No queda de otra que dormir en el salón donde muchos otros están durmiendo, con sus bultos y maletas de almohadas o como barricada. De pronto entiendo algo a los homeless. En menos de dos horas me desprendo del pudor, y solo quiero recostar la cabeza. Me siento como una plumita de aura atrapada en un vendaval. Ya nada importa, solo el cuerpo incómodo, las prioridades se imponen. Merodeo en busca de un rincón donde tirarme, trozo de gato entre tantos perros. De nuevo otro pasillo, otro elevador, un letrero donde se lee “Chapel”. Si hay una capilla quizás haya bancos viejos, largos y planos. Sigo las señales y encuentro el lugar de oración con cesticos para dejar donaciones. Hay un hombre joven adentro que encontró este refugio antes que yo. Sin remilgos entro y me establezco. Quedo suspendida en la quietud de una insinuación de rezo. Mi presencia pequeñita y sigilosa lo pone al descubierto. Mi silencio le grita a su silencio, lo eleva, le mueve los pies y le ordena ¡márchate! Es obediente, estoy sola en mi aposento, me tiendo en el suelo, me levanto, me siento, intento posiciones para seducir al sueño, muero de frío, tiemblo, y mientras tiemblo pienso que tiemblo y eso anima al temblor. Leña al fuego, solo que en este caso era una pluma de aura lanzada al glaciar. Son las 2 algo am, corren siglos, entonces son las 3 am. 

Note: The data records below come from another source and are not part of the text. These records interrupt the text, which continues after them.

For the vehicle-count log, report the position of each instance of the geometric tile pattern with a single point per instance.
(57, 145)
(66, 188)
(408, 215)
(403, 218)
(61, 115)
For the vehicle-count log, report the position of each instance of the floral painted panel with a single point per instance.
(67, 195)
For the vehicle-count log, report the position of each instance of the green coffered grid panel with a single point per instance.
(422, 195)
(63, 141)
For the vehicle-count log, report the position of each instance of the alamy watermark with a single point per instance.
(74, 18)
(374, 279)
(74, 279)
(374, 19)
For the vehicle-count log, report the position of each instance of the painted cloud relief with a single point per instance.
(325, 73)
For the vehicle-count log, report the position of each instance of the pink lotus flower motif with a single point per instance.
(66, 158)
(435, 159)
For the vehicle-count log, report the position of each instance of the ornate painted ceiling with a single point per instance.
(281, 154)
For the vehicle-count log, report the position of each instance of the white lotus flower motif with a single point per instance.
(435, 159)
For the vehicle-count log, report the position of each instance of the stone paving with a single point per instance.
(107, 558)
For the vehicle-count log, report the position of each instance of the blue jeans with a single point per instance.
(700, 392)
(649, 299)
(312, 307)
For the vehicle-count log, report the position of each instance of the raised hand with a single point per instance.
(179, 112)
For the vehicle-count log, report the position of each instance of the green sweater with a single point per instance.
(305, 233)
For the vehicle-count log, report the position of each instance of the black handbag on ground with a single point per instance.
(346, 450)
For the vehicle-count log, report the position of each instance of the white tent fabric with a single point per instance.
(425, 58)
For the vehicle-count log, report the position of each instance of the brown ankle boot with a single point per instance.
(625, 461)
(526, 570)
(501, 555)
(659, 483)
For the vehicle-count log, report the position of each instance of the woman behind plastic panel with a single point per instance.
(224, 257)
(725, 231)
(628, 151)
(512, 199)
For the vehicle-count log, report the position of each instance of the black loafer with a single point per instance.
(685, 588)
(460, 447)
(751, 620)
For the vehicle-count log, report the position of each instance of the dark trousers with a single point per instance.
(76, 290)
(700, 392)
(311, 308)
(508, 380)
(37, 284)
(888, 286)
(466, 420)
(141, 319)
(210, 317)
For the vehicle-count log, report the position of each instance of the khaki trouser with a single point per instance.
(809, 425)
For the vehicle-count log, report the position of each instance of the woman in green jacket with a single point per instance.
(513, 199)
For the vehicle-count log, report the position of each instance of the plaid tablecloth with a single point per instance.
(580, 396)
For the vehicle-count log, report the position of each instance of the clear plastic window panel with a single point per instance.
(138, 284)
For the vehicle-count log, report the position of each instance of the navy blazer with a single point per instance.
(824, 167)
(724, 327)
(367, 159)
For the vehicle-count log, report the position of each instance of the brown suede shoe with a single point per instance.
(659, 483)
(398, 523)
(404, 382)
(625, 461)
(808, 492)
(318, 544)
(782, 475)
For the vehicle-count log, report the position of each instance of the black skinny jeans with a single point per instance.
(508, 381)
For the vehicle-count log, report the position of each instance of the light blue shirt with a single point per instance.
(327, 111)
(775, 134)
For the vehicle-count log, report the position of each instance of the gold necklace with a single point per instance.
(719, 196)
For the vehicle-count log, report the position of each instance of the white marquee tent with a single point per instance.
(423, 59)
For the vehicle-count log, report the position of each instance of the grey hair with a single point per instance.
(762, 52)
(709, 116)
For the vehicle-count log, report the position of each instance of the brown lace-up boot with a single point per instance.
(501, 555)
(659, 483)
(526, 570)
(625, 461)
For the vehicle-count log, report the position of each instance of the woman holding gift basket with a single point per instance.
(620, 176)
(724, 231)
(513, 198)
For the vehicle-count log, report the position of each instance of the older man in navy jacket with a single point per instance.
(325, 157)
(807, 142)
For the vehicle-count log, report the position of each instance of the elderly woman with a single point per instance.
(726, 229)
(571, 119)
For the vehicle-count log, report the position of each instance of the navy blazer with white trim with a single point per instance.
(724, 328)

Desde mi suite puedo observar la majestuosa salida del sol sobre los aviones estacionados al otro lado del cristal. Qué horrible sacrilegio, sin embargo, sonrío. A veces sonrío a los sacrilegios. Después del sacrilegio llega la misericordia. Hago cosas de gente somnolienta con esperanza, y luego voy a la oficina gloriosa. El oficial dice que va a estar cerrada, es muy temprano. No tengo nada mejor que hacer, respondo. De nuevo la mirada compasiva sobre el perro apaleado. Pero el perro va moviendo la cola y lleva las orejas paradas, y salta de alegría cuando la ventana se abre y la persona de adentro tiene ojos gentiles, busca entre decenas de objetos desatendidos y saca algo de aspecto metálico que se enciende con un sonido reconocible. El perro está apaleado, sí, pero casi quiere pasarle la lengua a la tormenta con truenos, al oficial, al inmenso ser de ojos color panal y también a la que limpia el piso.